What are the consequences of this state of affairs? One clear solution might be to avoid using the term competence and, of course, key competencies in scientific discourse, and to seek more appropriate concepts or terms for the intended construct. Would this constitute progress? Alternative concepts such as skill, ability, aptitude, or proficiency are not used in ways that are any more coherent or consistent. Moreover, the disadvantages of using the concept of competence are compensated somewhat by the semantic advantages. There have been many attempts to constrain and sharpen the concept of competence on phenomenological, definitional, or theoretical grounds. However, these attempts have failed to gain broad conceptual acceptance in the social sciences. This research paper starts with a brief description of the concepts of ‘competence’ and ‘key competence’ in terms of their rather vague scientific meaning and their variable practical use. It then goes on to discuss both the psychological and the educational problems so often associated with the concept of key competencies (key qualifications, core skills). The final section draws a few conclusions for educational practice, education processes, and instruction processes.

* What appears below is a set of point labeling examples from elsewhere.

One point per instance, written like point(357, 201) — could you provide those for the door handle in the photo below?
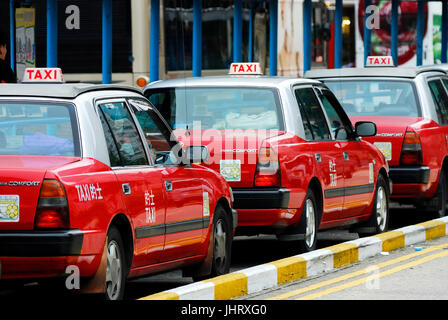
point(126, 188)
point(168, 185)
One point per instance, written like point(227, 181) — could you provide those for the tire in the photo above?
point(379, 219)
point(116, 266)
point(440, 198)
point(309, 223)
point(222, 242)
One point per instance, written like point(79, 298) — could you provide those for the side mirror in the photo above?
point(197, 154)
point(365, 128)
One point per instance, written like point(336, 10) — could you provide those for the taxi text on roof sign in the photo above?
point(37, 75)
point(243, 68)
point(380, 61)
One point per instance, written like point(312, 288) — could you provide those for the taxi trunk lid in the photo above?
point(20, 180)
point(390, 134)
point(233, 153)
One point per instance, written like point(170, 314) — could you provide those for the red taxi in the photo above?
point(410, 108)
point(288, 150)
point(92, 179)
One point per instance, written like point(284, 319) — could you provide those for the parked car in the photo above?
point(294, 161)
point(91, 178)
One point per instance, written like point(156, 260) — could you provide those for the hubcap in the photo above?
point(310, 223)
point(113, 272)
point(381, 208)
point(220, 244)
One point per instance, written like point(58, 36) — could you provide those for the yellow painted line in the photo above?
point(434, 229)
point(368, 278)
point(391, 240)
point(229, 286)
point(161, 296)
point(344, 254)
point(345, 277)
point(290, 269)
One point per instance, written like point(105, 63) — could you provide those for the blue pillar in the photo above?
point(251, 33)
point(197, 38)
point(12, 41)
point(107, 41)
point(394, 32)
point(154, 41)
point(338, 35)
point(420, 25)
point(52, 33)
point(307, 37)
point(367, 33)
point(237, 31)
point(273, 18)
point(444, 30)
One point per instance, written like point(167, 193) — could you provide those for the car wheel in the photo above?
point(222, 242)
point(440, 198)
point(309, 223)
point(115, 272)
point(379, 219)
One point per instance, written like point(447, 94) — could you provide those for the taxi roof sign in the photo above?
point(43, 75)
point(380, 61)
point(245, 68)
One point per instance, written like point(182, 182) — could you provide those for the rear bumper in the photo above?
point(261, 198)
point(41, 243)
point(409, 175)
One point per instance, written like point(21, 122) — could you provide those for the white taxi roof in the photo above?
point(393, 72)
point(229, 81)
point(66, 90)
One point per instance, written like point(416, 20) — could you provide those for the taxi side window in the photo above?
point(159, 146)
point(440, 99)
point(340, 128)
point(313, 118)
point(125, 134)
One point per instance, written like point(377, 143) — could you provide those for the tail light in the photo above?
point(267, 173)
point(52, 208)
point(411, 151)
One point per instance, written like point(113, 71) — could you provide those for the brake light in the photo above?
point(267, 173)
point(52, 208)
point(411, 151)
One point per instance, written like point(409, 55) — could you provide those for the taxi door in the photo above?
point(358, 170)
point(326, 151)
point(143, 197)
point(185, 226)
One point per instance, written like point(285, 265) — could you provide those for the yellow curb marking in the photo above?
point(344, 254)
point(290, 269)
point(229, 286)
point(381, 274)
point(319, 285)
point(391, 240)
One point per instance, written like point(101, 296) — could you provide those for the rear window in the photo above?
point(376, 97)
point(218, 108)
point(38, 129)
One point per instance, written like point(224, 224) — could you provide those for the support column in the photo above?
point(394, 32)
point(307, 37)
point(420, 29)
point(52, 33)
point(273, 18)
point(154, 41)
point(237, 31)
point(444, 30)
point(338, 35)
point(197, 38)
point(367, 33)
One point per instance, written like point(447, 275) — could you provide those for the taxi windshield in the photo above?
point(376, 97)
point(38, 129)
point(218, 107)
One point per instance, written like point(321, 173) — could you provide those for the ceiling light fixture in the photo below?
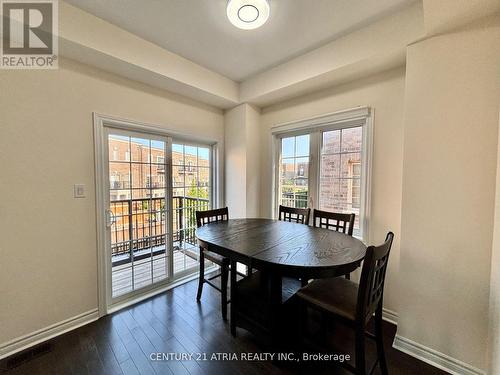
point(248, 14)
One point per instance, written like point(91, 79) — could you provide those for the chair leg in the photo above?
point(380, 340)
point(201, 279)
point(360, 350)
point(223, 287)
point(233, 300)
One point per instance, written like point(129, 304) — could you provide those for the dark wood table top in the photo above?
point(290, 248)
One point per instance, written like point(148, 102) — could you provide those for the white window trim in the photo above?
point(359, 116)
point(100, 122)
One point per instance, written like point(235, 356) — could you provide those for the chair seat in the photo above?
point(335, 295)
point(214, 257)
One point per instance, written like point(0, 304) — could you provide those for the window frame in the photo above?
point(315, 126)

1. Definitions Of The Concept Of ‘Competence’

In general, we know what the terms ‘competence,’ ‘competencies,’ ‘competent behavior,’ or ‘competent person’ mean, without being able to define them precisely or differentiate them clearly. The same can be said for terms such as ‘ability,’ ‘qualification,’ ‘skill,’ or ‘effectiveness.’ The use of these terms as synonyms is reflected in dictionary entries as well. For example, Webster’s dictionary defines ‘competence’ as ‘fitness or ability.’ ‘Capability,’ ‘capacity,’ ‘efficiency,’ ‘proficiency,’ and ‘skill’ are given as synonyms or related terms.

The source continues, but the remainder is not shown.